March 14, 2012
Did you ever have someone tell you something and then later you look back and realize they saw the truth much clearer than you yourself did? At those times, you might think one of two things if you think at all 1) it’s a self fulfilling prophecy or 2) the person saw more than you did. Either way, when you take part in the action that was foretold, you are fulfilling prophecy. It’s what I’m doing now.
Flashback to 2003 on the eve of the 2nd US war in Iraq. After September 11th, I’d abandoned the mainland and bailed to Hawaii where I started managing hostels and running kayak tours. I was the happiest I’d been in years and life felt really good. It must have reflected in my character because before I knew it, I had hooked up with this incredibly hot flight attendant who fed every bit of my ego with her soft body and admiring words. I had to have her.
So, when she left Hawaii, instead of just waiting for her next furough like I should have done, I followed her back to Portland, Oregon and set about trying to prove that I was good enough for her. The funny thing is that I didn’t have anything to prove, her hard body and soft words were all the proof necessary. But let’s face it, I was stupid.
So I left Hawaii, went back to Portland, got a job as a stockbroker, passed my Series 7 and Series 63 exams and began wearing a suit to work everyday. Let’s face something else – flight attendants like island flings with kayak guides, layover lays with pilots, and then later a settled relationship and mine already had her settled relationship – I was just a fling. So there I was, wearing a suit, hustling people to buy J.P. Morgan and Krispy Kreme Donuts and falling into a deep depression as I worked on the finishing touches of Rough Living: Tips and Tales of a Vagabond and dreamed about sleeping in a hammock back in the Kalalau Valley surrounded by six naked women of multi ethnic backgrounds (true story by the way…).
The flight attendant didn’t want me, I felt like I was selling my soul as I told people that war woud make the market drive to new heights (which, by the way, it did), and I didn’t have much in common with my colleagues in the brokerage despite the fact that I was damn good at what I was doing. I probably would have stayed with it and made lots of money, bought too many houses and then lost it all except for one day, I was trying to close a prospect and suddenly he started spouting things like no other prospect before him had…
This guy had assets of $31 million and I was trying to get him to move $30k into my hands so I could prove I was better than his other brokers. On the verge of closing the deal – I could feel it. We were there. And suddenly, this multi-millionaire blurts out “Man, you shouldn’t be doing this work.”
Now, I hadn’t told him much about me aside from I was a shit hot broker but this guy spits this out at me. “This is what I’m good at,” I told him, “Let’s make this transfer and I’ll prove it to you.”
“Have you ever been to Istanbul?” he asked me.

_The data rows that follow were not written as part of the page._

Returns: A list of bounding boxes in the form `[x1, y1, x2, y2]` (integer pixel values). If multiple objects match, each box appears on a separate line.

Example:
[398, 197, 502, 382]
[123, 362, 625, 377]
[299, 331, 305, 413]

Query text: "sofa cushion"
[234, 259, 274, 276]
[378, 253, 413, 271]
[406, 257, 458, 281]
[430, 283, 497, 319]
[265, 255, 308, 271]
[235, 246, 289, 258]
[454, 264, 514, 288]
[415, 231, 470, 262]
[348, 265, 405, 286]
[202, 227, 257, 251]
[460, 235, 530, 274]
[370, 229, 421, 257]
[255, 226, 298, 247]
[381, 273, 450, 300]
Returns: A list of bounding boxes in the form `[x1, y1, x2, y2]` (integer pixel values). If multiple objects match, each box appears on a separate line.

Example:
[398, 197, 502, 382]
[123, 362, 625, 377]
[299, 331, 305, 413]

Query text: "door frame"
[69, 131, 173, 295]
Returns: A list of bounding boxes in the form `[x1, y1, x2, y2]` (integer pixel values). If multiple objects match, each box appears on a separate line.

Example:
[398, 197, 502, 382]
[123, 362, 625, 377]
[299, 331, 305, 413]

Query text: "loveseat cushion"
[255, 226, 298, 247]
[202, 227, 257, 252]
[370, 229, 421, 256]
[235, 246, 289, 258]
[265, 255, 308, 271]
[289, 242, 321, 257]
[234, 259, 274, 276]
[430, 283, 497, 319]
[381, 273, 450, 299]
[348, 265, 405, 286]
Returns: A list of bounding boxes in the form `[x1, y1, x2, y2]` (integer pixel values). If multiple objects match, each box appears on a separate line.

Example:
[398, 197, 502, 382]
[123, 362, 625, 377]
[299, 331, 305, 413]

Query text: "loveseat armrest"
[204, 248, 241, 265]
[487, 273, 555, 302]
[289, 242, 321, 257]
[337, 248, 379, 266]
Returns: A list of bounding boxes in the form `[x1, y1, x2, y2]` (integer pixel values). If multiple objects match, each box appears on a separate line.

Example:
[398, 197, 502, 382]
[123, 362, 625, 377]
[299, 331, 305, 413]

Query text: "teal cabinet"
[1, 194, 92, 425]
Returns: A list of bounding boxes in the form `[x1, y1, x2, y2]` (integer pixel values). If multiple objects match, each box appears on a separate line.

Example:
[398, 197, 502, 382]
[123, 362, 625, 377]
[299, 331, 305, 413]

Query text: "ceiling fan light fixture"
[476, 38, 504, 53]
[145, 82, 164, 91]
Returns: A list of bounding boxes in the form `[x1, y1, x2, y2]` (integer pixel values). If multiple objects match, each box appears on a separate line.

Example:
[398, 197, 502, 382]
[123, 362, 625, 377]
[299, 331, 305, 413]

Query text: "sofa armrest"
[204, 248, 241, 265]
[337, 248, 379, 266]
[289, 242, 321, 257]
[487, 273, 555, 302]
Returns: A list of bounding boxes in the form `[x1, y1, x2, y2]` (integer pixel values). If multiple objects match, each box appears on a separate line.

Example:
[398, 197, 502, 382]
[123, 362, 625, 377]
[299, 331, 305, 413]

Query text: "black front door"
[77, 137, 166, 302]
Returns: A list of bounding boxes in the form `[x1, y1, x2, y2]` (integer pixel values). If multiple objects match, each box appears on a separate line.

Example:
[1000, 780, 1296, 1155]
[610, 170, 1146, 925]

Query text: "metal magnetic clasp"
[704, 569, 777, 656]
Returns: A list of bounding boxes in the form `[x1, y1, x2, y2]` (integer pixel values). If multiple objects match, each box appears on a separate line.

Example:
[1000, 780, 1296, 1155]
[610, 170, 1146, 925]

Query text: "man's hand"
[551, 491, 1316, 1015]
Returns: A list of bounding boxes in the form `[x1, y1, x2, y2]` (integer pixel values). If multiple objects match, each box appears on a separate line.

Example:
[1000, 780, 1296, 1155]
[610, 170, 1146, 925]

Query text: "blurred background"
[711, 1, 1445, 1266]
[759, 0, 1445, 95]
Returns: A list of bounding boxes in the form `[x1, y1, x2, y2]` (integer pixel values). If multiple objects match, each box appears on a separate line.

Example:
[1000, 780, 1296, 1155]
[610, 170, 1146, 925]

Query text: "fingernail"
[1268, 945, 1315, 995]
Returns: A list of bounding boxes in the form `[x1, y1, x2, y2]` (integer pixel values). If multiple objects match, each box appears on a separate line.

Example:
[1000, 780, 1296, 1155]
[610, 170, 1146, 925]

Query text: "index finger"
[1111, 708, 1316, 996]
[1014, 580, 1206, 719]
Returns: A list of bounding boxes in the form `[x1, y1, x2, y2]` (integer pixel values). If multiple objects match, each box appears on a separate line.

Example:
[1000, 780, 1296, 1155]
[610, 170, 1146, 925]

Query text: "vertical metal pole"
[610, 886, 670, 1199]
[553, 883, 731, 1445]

I told him I hadn’t. At this point, this hard businessman starts waxing poetic about the amazing blues you can see when you gaze into the wakes of the Istanbul ferries as they cross the Bosphorus. He starts rhapsodizing about the konaks along the shore. He starts talking about the exotic smells in the Egyptian spice bazaar and the way suitcases rumble as the wheelie bags are dragged over cobblestone streets.
I made a couple of attempts to get him back on track, but he kept going and let’s be honest – he had my attention and I wanted to hear more. Finally, it was me listening as he described what seemed like a dream to me back then. Finally, he said “I’m not going to buy any stock from you. It wouldn’t be right. You might stay in this life if you did.”
I tried to laugh and urge him back to business, but I knew he was right. My heart wasn’t in it. My heart was transported to where he had taken me with his words. Istanbul.
“You need to quit this job and go manage some hotel looking out on the Marmara Sea,” he told me. “You need to walk away while you still have your soul and go restore one of those konaks along the Bosphorus. Run a guesthouse for savvy travelers. Get out, man. Just do it. Go.”
I tried to bring him around but he wouldn’t listen. Maybe he felt the same way.
I don’t remember his name. I don’t remember where he lived. I wonder if he remembers me – because three weeks later, I walked out of the brokerage never to return. I gave up my dreams of the flight attendant, went back to Hawaii, and eventually now, nine years later (because 9 is the magic number), I sit here staring out at the Marmara Sea from the hotel I’m managing in Istanbul, I remember his words. I’ve just looked at my journal from back then to make sure I was remembering things the right way and yes, the multi-millionaire was somehow prophetic about my fate, about my future.
All this time, I wondered where I was going, but apparently I was just heading towards fulfillment of this prophecy. Now, I just hope the psychic who told me I would be very rich and the other psychic who told me I would win an Emmy or Oscar (how the hell is that supposed to happen?) were right too. As for the gypsy in North Carolina who told me I would have a wife in the East and a wife in the West (one light and one dark, she told me) – I’m thinking one wife is plenty. But, like me sitting in this old Ottoman Hotel – perhaps I’m already headed there and just don’t know it yet.
Look out Oscars, here I come. Fulfilling prophecy like an inevitable train chugging to the station.